Diffusion libre et gratuite (freeware)
Texte établi sur un exemplaire (Coll. part.) du  Nouveau Décaméron. Cinquième journée, publié à Paris par E. Dentu en 1885.
 
Kadja
par
Jules Claretie

~*~

I

TOUS les ans, depuis qu’il était grand garçon, Pierre Pomério, fermier de Plérin, près de Saint-Brieuc, allait à Jersey faire la moisson et gagner les shillings de ces Anglo-normands qui ont besoin de bras étrangers pour couper leurs blés et les rentrer en grange. En deux semaines, Pierre Pomério gagnait là plus qu’en trois mois au pays, et la mère au fond d’un vieux bas glissait les piécettes qu’on cachait derrière les tas de linge, dans le tiroir du grand lit-armoire.
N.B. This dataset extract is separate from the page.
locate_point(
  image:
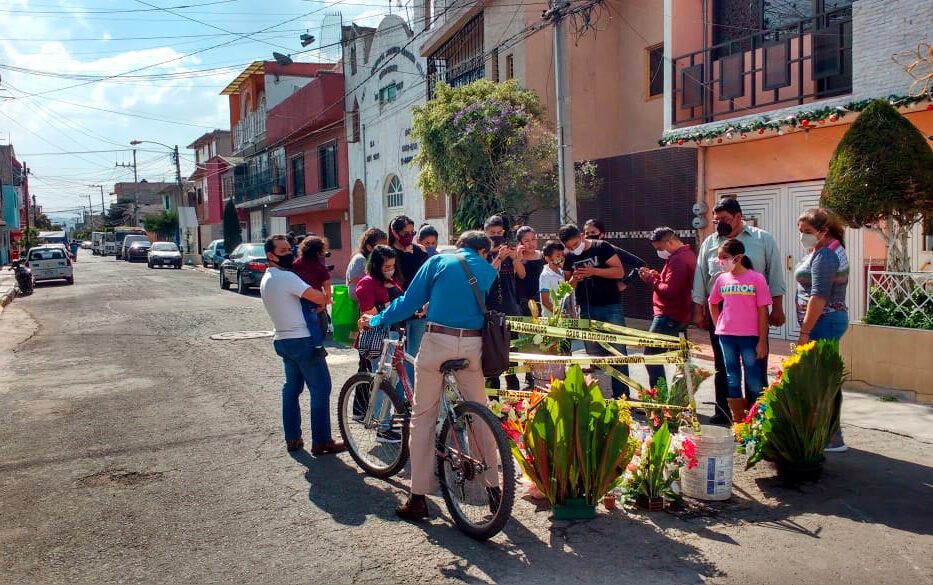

Ce Pierre allait maintenant sur ses vingt et un ans ; découplé comme un lutteur de foire, avec des poings à assommer un boeuf et des yeux tout bleus, doux comme ceux d’une fille. Drôle de garçon. Sa mère, qui n’avait que lui, étant veuve, le trouvait parfois, dans un coin du logis, le nez dans les almanachs, avec ses cheveux noirs, droits comme des baguettes, qui traînaient sur les pages. Pierre Pomério, avec sa large poitrine d’Hercule, était timide, timide comme un kloarek. Avec cela, aimant les histoires, passant des nuits entières quelquefois sur la lande avec un vieux rebouteux qui lui contait les anciens contes, et si bien, que Pomério, le soir, avait peur en voyant les torsions des saules, ou, sur les marais, les bouffées de feu qui filent, filent comme des étoiles qui danseraient.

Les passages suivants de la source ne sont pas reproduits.